Introduction - Provide sufficient scientific background to understand the motivation and context for the study and relevant references to previous work. Explain the experimental approach and rationale, why the animal species and model being used can address the scientific objectives, and the study’s relevance to human biology. The primary and any secondary objectives of the study, or specific hypotheses being tested, should also be noted.
Materials and Methods:
● Ethical statement - Ethical review permissions, relevant licenses and national or institutional guidelines for the care and use of animals
● Study design
○ a. The number of groups.
○ b. Any steps taken to minimize bias.
○ c. The experimental unit
● Experimental procedures (How, When, Where, Why)
● Sample size
○ Total number of animals and how this was decided
○ Independent replications of each experiment
● Allocation of animals to experimental groups
● Experimental outcomes (Primary and secondary)
● Statistical methods
● When describing the species, strain, age, sex, etc., use ILAR nomenclature
● Housing and Husbandry
○ Measures to protect microbiological status
○ Housing equipment
○ Number of animals per cage or housing unit
○ Bedding type, quality, pretreatment
○ Environmental temperature
○ Relative humidity
○ Lighting schedule
○ Ventilation and filtration
○ Measures to refine experimental techniques to benefit animal
○ Diet (type and composition, pretreatment, feeding schedule)

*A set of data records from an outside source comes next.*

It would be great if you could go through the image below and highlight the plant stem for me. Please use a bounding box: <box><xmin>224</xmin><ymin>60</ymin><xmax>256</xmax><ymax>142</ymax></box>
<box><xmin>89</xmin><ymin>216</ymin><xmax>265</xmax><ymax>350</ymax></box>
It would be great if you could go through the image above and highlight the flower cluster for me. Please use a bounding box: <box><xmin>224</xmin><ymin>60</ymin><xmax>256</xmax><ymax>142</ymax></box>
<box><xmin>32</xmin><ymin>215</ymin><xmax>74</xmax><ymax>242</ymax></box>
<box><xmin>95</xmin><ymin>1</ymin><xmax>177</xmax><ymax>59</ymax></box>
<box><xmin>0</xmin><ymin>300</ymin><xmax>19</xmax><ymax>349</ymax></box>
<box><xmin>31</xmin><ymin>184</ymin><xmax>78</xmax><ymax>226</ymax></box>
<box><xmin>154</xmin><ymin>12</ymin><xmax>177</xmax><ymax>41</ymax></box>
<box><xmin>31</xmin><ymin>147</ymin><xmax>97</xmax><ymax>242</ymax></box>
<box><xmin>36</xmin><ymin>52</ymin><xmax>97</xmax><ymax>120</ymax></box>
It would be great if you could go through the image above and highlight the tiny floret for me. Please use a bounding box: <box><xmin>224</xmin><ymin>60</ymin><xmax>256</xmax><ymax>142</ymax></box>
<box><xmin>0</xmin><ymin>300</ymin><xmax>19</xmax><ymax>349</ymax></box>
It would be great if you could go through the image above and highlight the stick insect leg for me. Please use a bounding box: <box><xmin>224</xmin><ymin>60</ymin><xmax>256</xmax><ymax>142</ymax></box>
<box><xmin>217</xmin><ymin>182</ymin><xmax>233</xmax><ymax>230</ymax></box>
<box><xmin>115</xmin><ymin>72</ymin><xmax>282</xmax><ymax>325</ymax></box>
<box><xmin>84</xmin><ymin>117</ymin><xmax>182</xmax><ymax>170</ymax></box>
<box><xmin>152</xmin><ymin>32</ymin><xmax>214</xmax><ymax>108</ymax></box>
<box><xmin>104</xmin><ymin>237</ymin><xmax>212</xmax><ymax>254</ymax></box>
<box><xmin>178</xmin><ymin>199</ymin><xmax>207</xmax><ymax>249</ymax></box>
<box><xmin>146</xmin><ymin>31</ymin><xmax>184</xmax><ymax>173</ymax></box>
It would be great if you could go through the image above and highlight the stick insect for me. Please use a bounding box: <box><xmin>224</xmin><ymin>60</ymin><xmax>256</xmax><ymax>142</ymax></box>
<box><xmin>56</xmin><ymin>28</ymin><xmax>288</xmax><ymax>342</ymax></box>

○ Water (type, quality, pretreatment, watering schedule)
Discussion:
● Interpret the results, taking into account the study objectives and hypotheses, current theory, and other relevant studies in the literature.
● Comment on the study limitations including any potential sources of bias, any limitations of the animal model, and the imprecision associated with the results
● Describe any implications of your experimental methods or findings for the 3Rs
● Comment on whether, and how, the findings of this study are likely to translate to other species or systems, including any relevance to human biology.